To summarize, here is a data definition we can use to represent this program:

; A DotGame is one of:
; - Number (represents the x-position of the dot)
; - Boolean (represents whether the player has won or lost)

Exercise 6 Complete the steps of the data design recipe for the above data definition.

Step 3: Which Handlers Do We Need?

The next step is to determine which of big-bang’s many handlers we may need. Handler functions are the functions that go in the different clauses of the call to big-bang. For example, a drawing handler would go in the to-draw clause.

Here are all the handler functions you can choose from:
  • to-draw: This one is mandatory because otherwise the program won’t know what to display!

  • on-tick: Use this when something changes over time without user input.

  • on-mouse: Use this when something changes if the mouse is clicked or moved or dragged or otherwise used in some way.

  • on-key: Use this when something changes if the user presses some key on the keyboard.

  • stop-when: Use this if you want your program to stop running at some point.

When you decide which ones you need, it’s a good idea to give a name to each function and write down its signature and purpose in a wishlist. This will give you a list of functions to design later on and will prevent you from forgetting what those functions are for.

In our case, the program changes over time (the dot moves) and when the mouse is clicked. Therefore we will need three handler functions. In the following exercises we will write their signatures and purpose statements. Remember that every handler function will take in a world state but you cannot use WorldState as a data type. You must use the type of data that you defined to represent your program.

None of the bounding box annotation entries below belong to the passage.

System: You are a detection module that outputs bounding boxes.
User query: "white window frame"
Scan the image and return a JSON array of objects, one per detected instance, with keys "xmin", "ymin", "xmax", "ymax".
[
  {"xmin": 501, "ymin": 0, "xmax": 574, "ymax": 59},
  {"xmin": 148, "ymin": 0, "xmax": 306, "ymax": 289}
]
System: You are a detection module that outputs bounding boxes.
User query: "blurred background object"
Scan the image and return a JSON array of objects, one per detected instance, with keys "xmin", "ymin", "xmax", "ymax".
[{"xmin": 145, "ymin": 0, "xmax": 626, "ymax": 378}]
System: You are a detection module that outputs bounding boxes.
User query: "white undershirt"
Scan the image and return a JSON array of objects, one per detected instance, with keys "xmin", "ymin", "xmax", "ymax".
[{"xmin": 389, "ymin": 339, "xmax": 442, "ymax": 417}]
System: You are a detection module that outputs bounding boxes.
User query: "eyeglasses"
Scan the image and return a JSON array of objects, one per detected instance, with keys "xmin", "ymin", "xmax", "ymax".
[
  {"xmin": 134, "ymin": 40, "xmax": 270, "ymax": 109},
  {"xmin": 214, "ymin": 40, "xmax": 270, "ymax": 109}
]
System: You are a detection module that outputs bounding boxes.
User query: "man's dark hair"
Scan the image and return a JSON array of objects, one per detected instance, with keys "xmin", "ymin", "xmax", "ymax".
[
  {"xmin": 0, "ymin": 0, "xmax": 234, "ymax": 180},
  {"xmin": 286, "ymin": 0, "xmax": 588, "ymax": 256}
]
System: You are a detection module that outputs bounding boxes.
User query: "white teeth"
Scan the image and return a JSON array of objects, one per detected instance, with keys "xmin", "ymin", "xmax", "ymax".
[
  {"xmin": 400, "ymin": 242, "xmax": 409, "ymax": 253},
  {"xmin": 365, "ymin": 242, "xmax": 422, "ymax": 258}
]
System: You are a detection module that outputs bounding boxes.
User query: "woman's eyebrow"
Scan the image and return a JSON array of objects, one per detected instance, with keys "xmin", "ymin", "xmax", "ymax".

In our case, that type of data is a DotGame.

Exercise 7 Write the signature and purpose statement for draw-game, the function that will be put in the to-draw clause.

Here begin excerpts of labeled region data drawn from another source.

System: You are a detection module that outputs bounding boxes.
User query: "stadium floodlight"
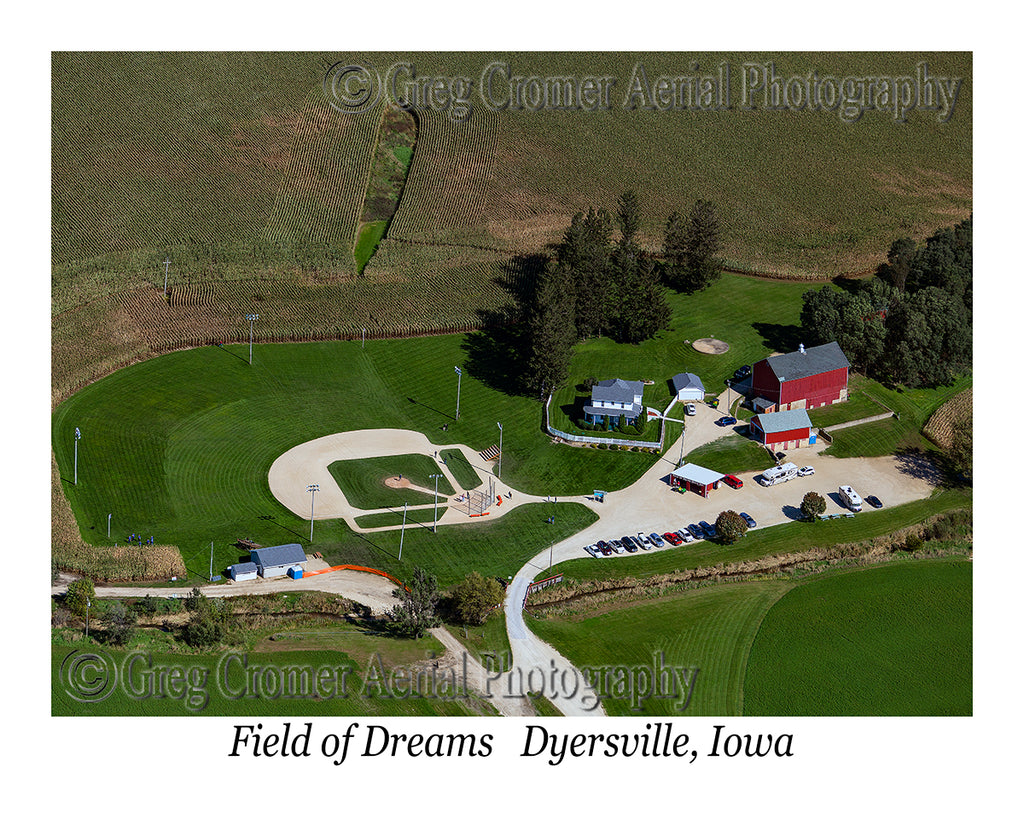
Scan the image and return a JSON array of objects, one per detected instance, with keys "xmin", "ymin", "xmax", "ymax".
[
  {"xmin": 306, "ymin": 483, "xmax": 319, "ymax": 546},
  {"xmin": 75, "ymin": 427, "xmax": 82, "ymax": 486},
  {"xmin": 430, "ymin": 473, "xmax": 441, "ymax": 532},
  {"xmin": 498, "ymin": 421, "xmax": 505, "ymax": 480},
  {"xmin": 455, "ymin": 367, "xmax": 462, "ymax": 421},
  {"xmin": 246, "ymin": 313, "xmax": 259, "ymax": 367}
]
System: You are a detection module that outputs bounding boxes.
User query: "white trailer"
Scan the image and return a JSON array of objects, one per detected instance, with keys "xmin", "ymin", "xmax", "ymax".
[
  {"xmin": 839, "ymin": 486, "xmax": 864, "ymax": 512},
  {"xmin": 761, "ymin": 464, "xmax": 798, "ymax": 486}
]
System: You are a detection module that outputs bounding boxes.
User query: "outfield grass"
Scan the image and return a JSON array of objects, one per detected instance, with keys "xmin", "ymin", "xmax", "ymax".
[
  {"xmin": 527, "ymin": 561, "xmax": 972, "ymax": 717},
  {"xmin": 558, "ymin": 489, "xmax": 972, "ymax": 581},
  {"xmin": 743, "ymin": 561, "xmax": 973, "ymax": 716},
  {"xmin": 527, "ymin": 581, "xmax": 786, "ymax": 717},
  {"xmin": 328, "ymin": 454, "xmax": 455, "ymax": 509}
]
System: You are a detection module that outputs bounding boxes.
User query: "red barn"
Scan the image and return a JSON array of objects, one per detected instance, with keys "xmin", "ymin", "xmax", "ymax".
[
  {"xmin": 750, "ymin": 341, "xmax": 850, "ymax": 413},
  {"xmin": 751, "ymin": 410, "xmax": 817, "ymax": 451}
]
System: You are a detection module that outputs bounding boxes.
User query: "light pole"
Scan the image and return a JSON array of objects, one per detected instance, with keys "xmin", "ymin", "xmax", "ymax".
[
  {"xmin": 497, "ymin": 421, "xmax": 505, "ymax": 480},
  {"xmin": 306, "ymin": 483, "xmax": 319, "ymax": 546},
  {"xmin": 430, "ymin": 474, "xmax": 440, "ymax": 532},
  {"xmin": 246, "ymin": 313, "xmax": 259, "ymax": 367},
  {"xmin": 455, "ymin": 367, "xmax": 462, "ymax": 421},
  {"xmin": 398, "ymin": 501, "xmax": 409, "ymax": 563}
]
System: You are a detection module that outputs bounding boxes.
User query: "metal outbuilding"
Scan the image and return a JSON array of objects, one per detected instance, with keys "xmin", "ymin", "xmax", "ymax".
[
  {"xmin": 249, "ymin": 544, "xmax": 306, "ymax": 577},
  {"xmin": 669, "ymin": 464, "xmax": 725, "ymax": 498},
  {"xmin": 669, "ymin": 373, "xmax": 705, "ymax": 401}
]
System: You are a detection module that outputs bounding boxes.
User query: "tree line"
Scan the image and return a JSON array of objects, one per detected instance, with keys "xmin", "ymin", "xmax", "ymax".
[
  {"xmin": 523, "ymin": 190, "xmax": 722, "ymax": 398},
  {"xmin": 801, "ymin": 217, "xmax": 974, "ymax": 387}
]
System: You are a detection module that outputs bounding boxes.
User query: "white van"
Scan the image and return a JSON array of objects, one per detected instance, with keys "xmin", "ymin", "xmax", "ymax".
[
  {"xmin": 761, "ymin": 464, "xmax": 797, "ymax": 486},
  {"xmin": 839, "ymin": 486, "xmax": 864, "ymax": 512}
]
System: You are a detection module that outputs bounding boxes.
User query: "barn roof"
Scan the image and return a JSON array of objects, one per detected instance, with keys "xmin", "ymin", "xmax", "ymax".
[
  {"xmin": 249, "ymin": 544, "xmax": 306, "ymax": 568},
  {"xmin": 765, "ymin": 341, "xmax": 850, "ymax": 381},
  {"xmin": 754, "ymin": 410, "xmax": 811, "ymax": 432},
  {"xmin": 672, "ymin": 464, "xmax": 725, "ymax": 486},
  {"xmin": 670, "ymin": 373, "xmax": 703, "ymax": 395}
]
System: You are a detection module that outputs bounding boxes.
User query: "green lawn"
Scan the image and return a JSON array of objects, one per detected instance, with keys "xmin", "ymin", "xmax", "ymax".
[
  {"xmin": 527, "ymin": 581, "xmax": 786, "ymax": 717},
  {"xmin": 809, "ymin": 376, "xmax": 973, "ymax": 458},
  {"xmin": 328, "ymin": 455, "xmax": 455, "ymax": 509},
  {"xmin": 743, "ymin": 561, "xmax": 973, "ymax": 716},
  {"xmin": 355, "ymin": 220, "xmax": 387, "ymax": 273},
  {"xmin": 528, "ymin": 560, "xmax": 972, "ymax": 717}
]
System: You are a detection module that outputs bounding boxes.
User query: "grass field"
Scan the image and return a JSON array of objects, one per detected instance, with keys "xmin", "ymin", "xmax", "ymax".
[
  {"xmin": 743, "ymin": 561, "xmax": 973, "ymax": 716},
  {"xmin": 528, "ymin": 561, "xmax": 972, "ymax": 717}
]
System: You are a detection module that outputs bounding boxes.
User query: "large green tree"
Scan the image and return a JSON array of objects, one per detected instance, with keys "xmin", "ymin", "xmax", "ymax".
[
  {"xmin": 389, "ymin": 566, "xmax": 440, "ymax": 639},
  {"xmin": 524, "ymin": 257, "xmax": 577, "ymax": 399},
  {"xmin": 452, "ymin": 571, "xmax": 505, "ymax": 626},
  {"xmin": 663, "ymin": 200, "xmax": 723, "ymax": 293}
]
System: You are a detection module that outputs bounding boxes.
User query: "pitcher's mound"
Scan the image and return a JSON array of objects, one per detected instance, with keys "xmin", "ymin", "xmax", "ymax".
[{"xmin": 693, "ymin": 339, "xmax": 729, "ymax": 355}]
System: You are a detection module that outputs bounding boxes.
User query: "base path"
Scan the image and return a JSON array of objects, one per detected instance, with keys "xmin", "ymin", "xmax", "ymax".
[{"xmin": 267, "ymin": 429, "xmax": 540, "ymax": 531}]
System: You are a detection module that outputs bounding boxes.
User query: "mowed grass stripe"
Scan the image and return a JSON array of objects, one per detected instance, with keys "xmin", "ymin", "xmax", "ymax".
[
  {"xmin": 744, "ymin": 560, "xmax": 973, "ymax": 716},
  {"xmin": 528, "ymin": 581, "xmax": 785, "ymax": 717}
]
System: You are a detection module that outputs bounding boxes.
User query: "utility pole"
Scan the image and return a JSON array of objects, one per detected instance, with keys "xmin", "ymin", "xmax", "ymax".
[
  {"xmin": 75, "ymin": 427, "xmax": 82, "ymax": 486},
  {"xmin": 498, "ymin": 421, "xmax": 505, "ymax": 480},
  {"xmin": 455, "ymin": 367, "xmax": 462, "ymax": 421},
  {"xmin": 430, "ymin": 474, "xmax": 440, "ymax": 533},
  {"xmin": 306, "ymin": 483, "xmax": 319, "ymax": 546},
  {"xmin": 246, "ymin": 313, "xmax": 259, "ymax": 367},
  {"xmin": 398, "ymin": 501, "xmax": 409, "ymax": 563}
]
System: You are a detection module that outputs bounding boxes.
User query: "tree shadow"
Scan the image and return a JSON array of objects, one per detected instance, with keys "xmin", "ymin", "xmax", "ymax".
[{"xmin": 751, "ymin": 321, "xmax": 804, "ymax": 352}]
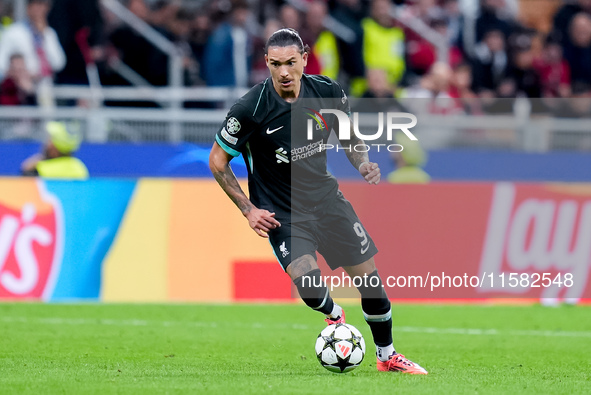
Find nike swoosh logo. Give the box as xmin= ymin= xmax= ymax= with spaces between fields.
xmin=267 ymin=126 xmax=283 ymax=134
xmin=361 ymin=243 xmax=369 ymax=254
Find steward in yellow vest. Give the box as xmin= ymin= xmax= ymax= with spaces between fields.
xmin=21 ymin=122 xmax=88 ymax=180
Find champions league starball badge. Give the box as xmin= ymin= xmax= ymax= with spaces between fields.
xmin=226 ymin=117 xmax=241 ymax=134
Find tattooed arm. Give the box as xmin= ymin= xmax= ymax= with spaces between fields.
xmin=341 ymin=125 xmax=381 ymax=185
xmin=209 ymin=142 xmax=281 ymax=238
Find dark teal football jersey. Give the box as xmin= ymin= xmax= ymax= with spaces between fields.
xmin=216 ymin=74 xmax=350 ymax=222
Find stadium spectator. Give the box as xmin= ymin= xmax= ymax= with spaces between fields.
xmin=564 ymin=12 xmax=591 ymax=84
xmin=331 ymin=0 xmax=366 ymax=91
xmin=533 ymin=35 xmax=571 ymax=97
xmin=405 ymin=62 xmax=463 ymax=115
xmin=250 ymin=19 xmax=282 ymax=84
xmin=279 ymin=4 xmax=302 ymax=31
xmin=302 ymin=0 xmax=340 ymax=79
xmin=360 ymin=0 xmax=406 ymax=95
xmin=472 ymin=29 xmax=509 ymax=96
xmin=508 ymin=34 xmax=542 ymax=97
xmin=150 ymin=8 xmax=199 ymax=86
xmin=553 ymin=0 xmax=591 ymax=43
xmin=388 ymin=132 xmax=431 ymax=184
xmin=0 ymin=0 xmax=66 ymax=82
xmin=203 ymin=0 xmax=252 ymax=87
xmin=150 ymin=0 xmax=181 ymax=34
xmin=48 ymin=0 xmax=105 ymax=85
xmin=354 ymin=69 xmax=407 ymax=113
xmin=109 ymin=0 xmax=158 ymax=85
xmin=0 ymin=53 xmax=37 ymax=106
xmin=448 ymin=63 xmax=482 ymax=114
xmin=442 ymin=0 xmax=464 ymax=48
xmin=476 ymin=0 xmax=514 ymax=43
xmin=406 ymin=11 xmax=462 ymax=75
xmin=189 ymin=11 xmax=212 ymax=84
xmin=21 ymin=122 xmax=88 ymax=180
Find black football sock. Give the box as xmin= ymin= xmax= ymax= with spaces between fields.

Exercise 8 Write the signature and purpose statement for move-dot, the function that will be put in the on-tick clause.

Exercise 9 Write the signature and purpose statement for change-if-click, the function that will be put in the on-mouse clause.

Step 4: Main Function

Now that we know which functions we are going to use, we can write our main function which will call big-bang. We write this function first before designing the helper functions because we are following a top down approach to programming. This helps provide clarity when other people are reading your code.

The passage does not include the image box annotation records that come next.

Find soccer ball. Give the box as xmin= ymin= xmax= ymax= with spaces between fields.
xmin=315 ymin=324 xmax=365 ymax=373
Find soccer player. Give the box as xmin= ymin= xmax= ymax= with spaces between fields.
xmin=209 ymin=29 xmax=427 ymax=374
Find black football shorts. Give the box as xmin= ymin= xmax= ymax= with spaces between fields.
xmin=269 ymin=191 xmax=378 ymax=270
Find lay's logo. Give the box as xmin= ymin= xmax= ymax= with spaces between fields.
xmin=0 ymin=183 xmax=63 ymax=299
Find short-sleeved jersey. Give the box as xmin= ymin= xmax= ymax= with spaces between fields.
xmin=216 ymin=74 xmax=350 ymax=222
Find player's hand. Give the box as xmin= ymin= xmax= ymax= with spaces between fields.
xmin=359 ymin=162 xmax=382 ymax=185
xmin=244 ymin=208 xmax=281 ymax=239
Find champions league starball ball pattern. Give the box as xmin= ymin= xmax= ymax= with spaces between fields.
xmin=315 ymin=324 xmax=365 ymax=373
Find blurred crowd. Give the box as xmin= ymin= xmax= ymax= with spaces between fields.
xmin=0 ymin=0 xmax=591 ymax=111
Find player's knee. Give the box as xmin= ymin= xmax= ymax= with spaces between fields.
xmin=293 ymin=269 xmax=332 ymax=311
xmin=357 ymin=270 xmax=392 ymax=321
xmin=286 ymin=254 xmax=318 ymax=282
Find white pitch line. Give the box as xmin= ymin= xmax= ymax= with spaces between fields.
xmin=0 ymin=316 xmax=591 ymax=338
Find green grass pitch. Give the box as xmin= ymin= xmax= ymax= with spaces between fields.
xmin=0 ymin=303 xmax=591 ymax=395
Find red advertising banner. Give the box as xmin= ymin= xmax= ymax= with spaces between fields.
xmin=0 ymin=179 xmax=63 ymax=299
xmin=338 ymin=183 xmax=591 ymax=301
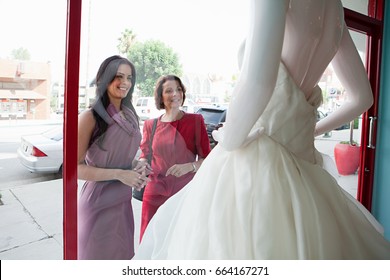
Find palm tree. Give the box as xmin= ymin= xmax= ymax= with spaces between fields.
xmin=117 ymin=28 xmax=136 ymax=55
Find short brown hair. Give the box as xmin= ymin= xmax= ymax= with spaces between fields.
xmin=154 ymin=75 xmax=186 ymax=110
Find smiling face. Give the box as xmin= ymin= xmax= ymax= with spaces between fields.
xmin=162 ymin=80 xmax=183 ymax=110
xmin=107 ymin=64 xmax=132 ymax=104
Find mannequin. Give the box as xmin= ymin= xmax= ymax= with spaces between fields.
xmin=135 ymin=0 xmax=390 ymax=259
xmin=214 ymin=0 xmax=373 ymax=150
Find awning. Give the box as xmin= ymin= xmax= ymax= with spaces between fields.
xmin=0 ymin=89 xmax=47 ymax=99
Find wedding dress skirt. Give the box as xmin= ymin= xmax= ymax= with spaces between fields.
xmin=135 ymin=64 xmax=390 ymax=260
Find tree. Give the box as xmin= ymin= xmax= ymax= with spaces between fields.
xmin=127 ymin=40 xmax=182 ymax=96
xmin=117 ymin=28 xmax=136 ymax=54
xmin=11 ymin=47 xmax=30 ymax=60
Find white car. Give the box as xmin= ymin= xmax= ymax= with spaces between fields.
xmin=17 ymin=125 xmax=63 ymax=173
xmin=134 ymin=97 xmax=165 ymax=121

; play-game : Number -> DotGame
; Play the dot game with the given initial x-position of the dot

Exercise 10 Copy the above code into your file. The #; will comment it out so that you can still run your file even if you have not yet defined all the helper functions.

Step 5: Design of Handlers

Now we have to actually design the functions we put on our wish list!

Exercise 11 Design the function draw-game. If the game is in progress, it draws the dot (DOT-IMAGE) at the given x-position and a fixed y-position (DOT-Y). If the game has ended it draws the ending text: WIN-IMAGE if the player won and LOSE-IMAGE if the player lost.

Exercise 12 Design the function move-dot. If the game is in progress, it changes the dot’s x position to a new random position (use random to generate this new position). If the game has ended, it just returns the same game, unchanged. NOTE: You can use check-random to test this function in the case where you are producing a random number.

Exercise 13 Design the function change-if-click. If the game is in progress, it checks whether the mouse was clicked. If so, it updates the game to be either #t if the position clicked is within the dot, or #f if the position clicked is NOT within the dot. If the game has ended, it just returns the same game, unchanged.

To help with this exercise we have provided a function that checks whether a position is within the dot:

; within-dot? : Number Number Number -> Boolean
; Are the given x and y coordinates within the dot at the given x coordinate?
(check-expect (within-dot? 10 DOT-Y 11) #t)
(check-expect (within-dot? 10 DOT-Y 100) #f)
(check-expect (within-dot? 10 0 11) #f)
(define (within-dot? x y dotx)
  (<= (sqrt (+ (sqr (- x dotx)) (sqr (- y DOT-Y)))) DOT-SIZE))

That’s it! You finished the program!

Exercise 14 Uncomment your main function by removing the #; before the definition. Try running your program using (play-game (random BACKGROUND-WIDTH)).